Buenos Aires - Argentine President Cristina Fernandez de Kirchner, her husband the former president, and basically anyone who has actively backed her government of late just came crashing in the weekend's crucial midterm legislative election.
A defeat had been widely expected. But what actually happened was well beyond opinion poll predictions, well beyond the government's worst nightmares.
The collapse - which brought the ruling party's national vote percentage down from 45 per cent in the 2007 presidential election to yesterday's meager 30 per cent - was huge, and it was complete: everything that could go wrong just did, everything that could be lost was indeed lost.
In more concrete terms, the Argentine government lost its majority in both chambers of Congress, it came crashing - or obtained Pyrhhic victories - in its traditional strongholds, and it lost its capacity to lead the ruling party as a politically-useful compact unit.
And just in case anyone was thinking of a comeback, electoral defeat made the few leaders that were still standing by an embattled government politically worthless.
'Kirchnerism is over as a political cycle,' political analyst Joaquin Morales Sola observed Monday in the conservative daily La Nacion.
Why did this happen? Because Fernandez de Kirchner - who almost doubled the percentage of votes of her closest rival for the presidency less than two years ago - has spent the strong legacy that she got from her husband and predecessor Nestor Kirchner (2003-2007), who is also to blame as her closest advisor.
In the words of analyst Eduardo van der Kooy, there was 'a countless list of mistakes that ended in a collapse.'
One element of course stands out among that list of mistakes: last year's government effort to push through a law to increase export tariffs on soy and other farm produce, making the tax rate rise with the price of the commodities in the world markets.
The move triggered a lengthy farmers' strike that caused price hikes and food shortages in urban centres including Buenos Aires, and it set in motion a political process that crystallized Sunday.
Leftist political commentator Horacio Verbitsky on Monday paraphrased Bill Clinton's famous 1992 campaign slogan to explain Sunday's defeat: 'It's farming, stupid.'
The political consequences of the government's evident miscalculation had been apparent for months.
First, the strike became a unifying factor for the weak, dispersed opposition to the Kirchners.
Second, the government gave in to demands that the tariff increase be approved by Congress, only to see its own majority crumble as farming constituencies called their representatives to order. Eventually, the government proposal was dramatically defeated in the Senate, with the decisive vote coming from Fernandez de Kirchner's own Vice President Julio Cobos.
And the election on Sunday just confirmed all this and more: the presidential couple is politically-dead, and they are a huge liability for whatever allies they still have.
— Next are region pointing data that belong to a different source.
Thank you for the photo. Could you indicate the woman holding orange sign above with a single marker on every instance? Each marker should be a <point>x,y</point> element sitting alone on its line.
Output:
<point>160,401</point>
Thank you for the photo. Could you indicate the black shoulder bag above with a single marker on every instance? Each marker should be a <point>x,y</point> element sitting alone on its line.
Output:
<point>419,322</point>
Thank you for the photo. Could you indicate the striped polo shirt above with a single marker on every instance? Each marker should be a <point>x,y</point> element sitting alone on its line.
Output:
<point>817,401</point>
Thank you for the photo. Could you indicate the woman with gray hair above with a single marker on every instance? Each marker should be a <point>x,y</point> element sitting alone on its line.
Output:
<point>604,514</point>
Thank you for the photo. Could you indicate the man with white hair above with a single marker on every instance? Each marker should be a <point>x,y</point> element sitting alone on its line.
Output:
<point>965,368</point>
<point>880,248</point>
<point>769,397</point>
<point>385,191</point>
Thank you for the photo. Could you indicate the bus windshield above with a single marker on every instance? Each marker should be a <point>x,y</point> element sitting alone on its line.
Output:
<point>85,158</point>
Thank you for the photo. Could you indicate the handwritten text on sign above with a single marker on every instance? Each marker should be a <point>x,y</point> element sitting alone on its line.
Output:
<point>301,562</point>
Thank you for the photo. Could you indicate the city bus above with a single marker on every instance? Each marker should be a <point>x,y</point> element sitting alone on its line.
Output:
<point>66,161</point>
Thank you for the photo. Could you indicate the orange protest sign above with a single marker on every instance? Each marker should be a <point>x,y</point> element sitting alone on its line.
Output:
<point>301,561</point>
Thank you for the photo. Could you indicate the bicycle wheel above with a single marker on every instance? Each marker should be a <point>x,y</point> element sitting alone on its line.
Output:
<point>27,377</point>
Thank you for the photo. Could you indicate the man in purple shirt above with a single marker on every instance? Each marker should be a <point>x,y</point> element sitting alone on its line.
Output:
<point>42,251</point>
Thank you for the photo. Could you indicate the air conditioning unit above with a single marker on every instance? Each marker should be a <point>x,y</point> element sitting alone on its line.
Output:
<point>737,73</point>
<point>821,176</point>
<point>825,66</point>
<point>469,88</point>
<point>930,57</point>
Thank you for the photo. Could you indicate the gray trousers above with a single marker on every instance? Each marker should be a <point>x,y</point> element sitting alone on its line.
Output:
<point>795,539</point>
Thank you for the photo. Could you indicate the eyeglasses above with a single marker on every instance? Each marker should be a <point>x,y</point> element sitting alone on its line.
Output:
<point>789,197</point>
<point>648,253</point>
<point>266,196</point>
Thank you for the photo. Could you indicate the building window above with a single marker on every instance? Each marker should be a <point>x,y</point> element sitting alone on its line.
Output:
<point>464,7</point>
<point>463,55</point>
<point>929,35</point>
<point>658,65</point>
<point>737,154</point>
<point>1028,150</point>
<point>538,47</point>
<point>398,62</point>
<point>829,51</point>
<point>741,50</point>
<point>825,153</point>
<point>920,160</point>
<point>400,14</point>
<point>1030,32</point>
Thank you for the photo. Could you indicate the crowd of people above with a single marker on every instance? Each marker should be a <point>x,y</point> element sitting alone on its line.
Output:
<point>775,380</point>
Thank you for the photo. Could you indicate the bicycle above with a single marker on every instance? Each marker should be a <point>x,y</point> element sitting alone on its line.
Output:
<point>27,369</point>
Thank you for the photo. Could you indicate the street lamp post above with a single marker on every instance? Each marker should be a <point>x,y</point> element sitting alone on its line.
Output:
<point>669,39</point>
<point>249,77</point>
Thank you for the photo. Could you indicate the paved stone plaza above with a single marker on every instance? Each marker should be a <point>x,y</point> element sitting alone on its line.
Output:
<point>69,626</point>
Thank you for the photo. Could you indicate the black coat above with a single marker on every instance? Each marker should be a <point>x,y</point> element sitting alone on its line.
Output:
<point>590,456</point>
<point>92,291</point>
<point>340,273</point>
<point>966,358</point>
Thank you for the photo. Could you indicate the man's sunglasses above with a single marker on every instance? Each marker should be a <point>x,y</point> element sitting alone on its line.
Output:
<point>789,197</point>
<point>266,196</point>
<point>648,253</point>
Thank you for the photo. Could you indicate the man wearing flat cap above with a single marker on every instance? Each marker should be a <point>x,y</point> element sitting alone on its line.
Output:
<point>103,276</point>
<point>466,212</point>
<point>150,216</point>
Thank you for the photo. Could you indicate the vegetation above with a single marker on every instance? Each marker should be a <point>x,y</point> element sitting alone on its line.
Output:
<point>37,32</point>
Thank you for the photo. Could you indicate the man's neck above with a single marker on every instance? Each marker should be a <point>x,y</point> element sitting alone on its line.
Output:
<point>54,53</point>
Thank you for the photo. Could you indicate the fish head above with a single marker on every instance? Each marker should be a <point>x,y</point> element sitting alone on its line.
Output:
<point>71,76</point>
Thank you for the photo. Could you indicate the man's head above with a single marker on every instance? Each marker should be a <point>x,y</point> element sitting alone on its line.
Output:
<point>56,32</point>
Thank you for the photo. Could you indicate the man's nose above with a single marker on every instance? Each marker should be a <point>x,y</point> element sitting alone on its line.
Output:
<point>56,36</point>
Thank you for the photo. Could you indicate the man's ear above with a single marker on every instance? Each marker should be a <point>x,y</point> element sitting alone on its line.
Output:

Observers had seen Sunday's vote as setting the stage for the 2011 presidential election. Now the country stands before a strange inter-regnum phase, without undisputed candidates for either the ruling party or the opposition.
The challenge is to avoid a power vacuum, and it is likely that all parties will want to avoid it in severely crisis-prone Argentina.
The Kirchners are centre-left populists who fit in the Peronist movement, named for the historic Argentine leader Juan Peron who was elected president three times until he died in office in 1974.
But the Peronist movement is ideologically diverse, and the more conservative elements within it - with former Formula 1 driver Carlos Reutemann emerging as a possible leader - are among Sunday's winners. As it has traditionally done, Peronism is likely to re-align automatically, gravitating towards its strongest candidate. And that means away from the government.
In the province of Buenos Aires, the traditional stronghold of Peronism and also a decisive constituency since it holds almost 40 per cent of the national electorate, the government fielded Nestor Kirchner as its top candidate for Congress in an effort to brace its position.
But Kirchner lost to conservative Peronist Francisco de Narvaez, a wealthy businessman who led a coalition of dissident Peronists and Buenos Aires Mayor Mauricio Macri, another presidential hopeful.
Argentina is a long way from its famous crisis of the beginning of the decade, which saw Fernando de la Rua resign and leave the presidential palace in central Buenos Aires in a helicopter amid widespread streets protests and riots.
But Sunday's vote left it with lame-duck president, and with power up for grabs two years ahead of presidential elections.